Your smart TV probably watches you more closely than you watch it, and the FBI wants you to keep that in mind this holiday shopping season.
Smart TVs top many holiday wish lists. But like any internet-connected device, they can be a convenient portal for hackers, as the FBI's Portland field office pointed out in a warning to consumers last week.
"A bad cyber actor may not be able to access your locked-down computer directly, but it is possible that your unsecured TV can give him or her an easy way in the backdoor through your router," the agency said.
"Hackers can also take control of your unsecured TV. At the low end of the risk spectrum, they can change channels, play with the volume, and show your kids inappropriate videos. In a worst-case scenario, they can turn on your bedroom TV's camera and microphone and silently cyberstalk you."
Many smart TVs are equipped with cameras and microphones, which allow users to control them from the comfort of the couch. Those features also allow TV makers like Samsung, Roku and Vizio to track what you're up to and relay it to advertising partners, whether you're in a streaming app or browsing the web or kicking it old school with a DVD.
Automatic content recognition, in which the TV monitors itself and broadcasts it back to the TV maker as often as once a second, has become an industry standard; it's part of why the cost of TVs has fallen so much. Although watching TV is protected as a private activity under U.S. law, companies aren't always transparent with customers about when they're being tracked. The Federal Trade Commission fined Vizio $2.2 million in 2017 for not being forward with consumers about tracking software and ordered the rest of the industry to make it so that customers had to opt into tracking, but many of these agreements are still buried in fine print.
Americans spend an average of 3.5 hours a day in front of the TV according to eMarketer, a hefty chunk of time for an unwanted party to exploit. These kinds of attacks aren't common, but they're not impossible either, though the FBI did not include any statistics in its warning. A 2018 Consumer Reports investigation found that millions of popular smart TVs have hosts of security vulnerabilities that a relatively unskilled hacker could take advantage of.

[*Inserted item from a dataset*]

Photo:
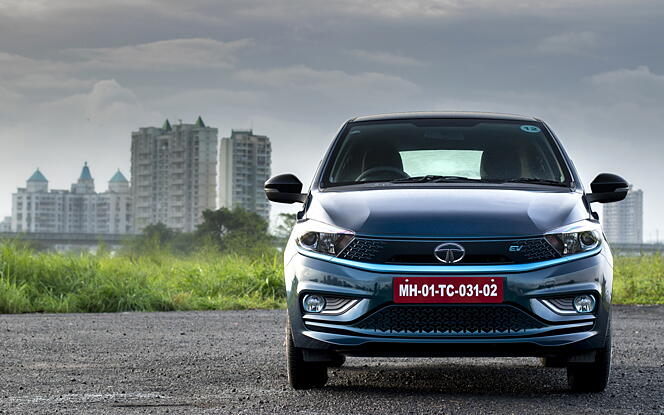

And this year at Defcon, the famed hacker conference, security researchers showed how smart TVs could be commandeered for darker purposes.
The FBI offered some suggestions for locking down your smart TV. To start, the agency suggests doing a basic search on your TV model and its features, using words like "microphone," "camera" and privacy. It also urged users not to depend on default security settings and to read privacy policies carefully.
"Know how to turn off the microphones, cameras, and collection of personal information if possible," the FBI recommended. "If you can't turn them off, consider whether you are willing to take the risk of buying that model or using that service."